Líbranos del mal
Los familiares de fallecidos en crímenes se sienten alterados por la revisión de esos episodios dramáticos, pero está complicado que puedan prohibirlos

El caso del libro de Luisgé Martín El odio se ha cerrado en falso. La decisión de la editorial de suspender la publicación de ese libro sobre el asesino de sus dos hijos en un caso de violencia vicaria que sacudió la sociedad española parece responder a la presión popular. De hecho, por dos veces los jueces que estudiaron la petición de retirada del libro se negaron a hacerlo pese a la comprensión con el dolor de la madre de las víctimas. Con el típico ventajismo de racimo tan común en la época de las redes sociales todos hablan mal de lo que ahora toca hablar mal. En otras ocasiones similares el silencio ha sido clamoroso. Y por encima de todo la industria del morbo y la reelaboración del crimen y la fascinación por la maldad no sólo remite, sino que no deja de crecer gracias al éxito popular con el que cuenta. Es evidente que si algunos fragmentos de ese libro atentaran contra el honor o revelaran secretos íntimos de los afectados los tribunales estarán listos para dictar la supresión de esos párrafos. Hasta aquí una normalidad legal que se ha refrendado en múltiples ocasiones anteriores.

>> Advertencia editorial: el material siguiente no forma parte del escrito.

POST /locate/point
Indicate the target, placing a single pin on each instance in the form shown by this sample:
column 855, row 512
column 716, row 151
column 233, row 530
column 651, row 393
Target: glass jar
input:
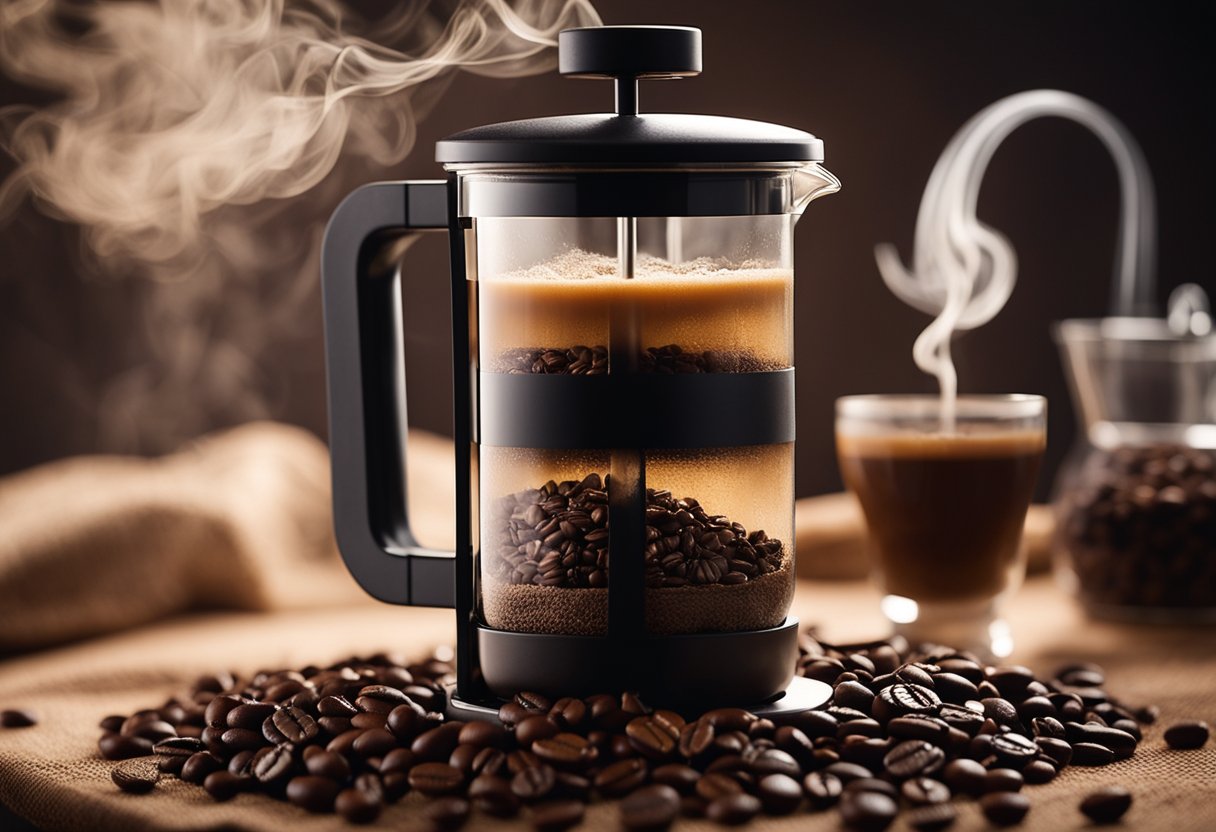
column 1136, row 499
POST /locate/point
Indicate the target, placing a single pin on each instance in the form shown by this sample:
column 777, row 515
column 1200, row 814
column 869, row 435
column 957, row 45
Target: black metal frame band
column 623, row 192
column 635, row 410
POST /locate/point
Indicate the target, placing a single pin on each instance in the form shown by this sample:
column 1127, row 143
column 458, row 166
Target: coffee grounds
column 755, row 605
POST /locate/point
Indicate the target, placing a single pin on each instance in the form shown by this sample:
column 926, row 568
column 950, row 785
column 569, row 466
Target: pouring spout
column 811, row 181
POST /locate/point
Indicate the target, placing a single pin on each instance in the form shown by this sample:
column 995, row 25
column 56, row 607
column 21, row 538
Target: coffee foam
column 703, row 304
column 963, row 443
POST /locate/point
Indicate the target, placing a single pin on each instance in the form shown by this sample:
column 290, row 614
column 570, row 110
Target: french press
column 624, row 392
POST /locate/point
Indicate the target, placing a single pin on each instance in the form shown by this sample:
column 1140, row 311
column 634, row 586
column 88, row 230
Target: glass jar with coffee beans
column 1136, row 502
column 1136, row 530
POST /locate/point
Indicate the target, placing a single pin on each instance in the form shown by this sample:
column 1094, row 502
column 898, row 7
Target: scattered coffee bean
column 135, row 776
column 867, row 811
column 1005, row 808
column 1187, row 735
column 17, row 718
column 651, row 808
column 1107, row 804
column 922, row 791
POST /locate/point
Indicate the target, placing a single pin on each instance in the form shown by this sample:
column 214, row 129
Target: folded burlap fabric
column 236, row 520
column 241, row 520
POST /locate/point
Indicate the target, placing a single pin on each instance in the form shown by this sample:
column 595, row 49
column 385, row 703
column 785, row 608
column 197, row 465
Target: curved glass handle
column 365, row 370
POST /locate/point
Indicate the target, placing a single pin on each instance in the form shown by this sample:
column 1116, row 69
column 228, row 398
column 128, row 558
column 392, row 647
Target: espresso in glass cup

Los familiares de fallecidos en crímenes se sienten alterados por la revisión de esos episodios dramáticos, pero está complicado que puedan prohibirlos más allá de evitar que los criminales puedan lucrarse directa o indirectamente por la explotación de estos derivados de la industria del entretenimiento. En el caso que nos ocupa, lo que sucede es que un producto comercial ha sufrido la retirada por verse amenazada su viabilidad por la presión popular en contra. Por eso estamos ante una conclusión en falso, una especie de limbo que convendría aclarar. Es evidente que el único responsable de un libro es su autor y cuando se manejan materiales de enorme sensibilidad social cualquiera que se sienta dañado tiene derecho a afrentarlo y afearle su labor. Que la madre de los niños asesinados se enterara por algunos adelantos de prensa de la publicación del libro resulta indigno, pero difícilmente eso puede acarrear la suspensión de su lanzamiento. Tampoco la apariencia de satisfacción con que el criminal recibió la propuesta, porque sabemos que los narcisistas siempre festejan las publicaciones sobre su persona. Aunque sean críticas o incluso demoledoras les hace salivar verse retratados para la eternidad. La miseria humana es ilimitada y eso nos debería obligar a ser muy cuidadosos con lo que regalamos a los criminales: nuestra atención, nuestro tiempo, nuestra mistificación.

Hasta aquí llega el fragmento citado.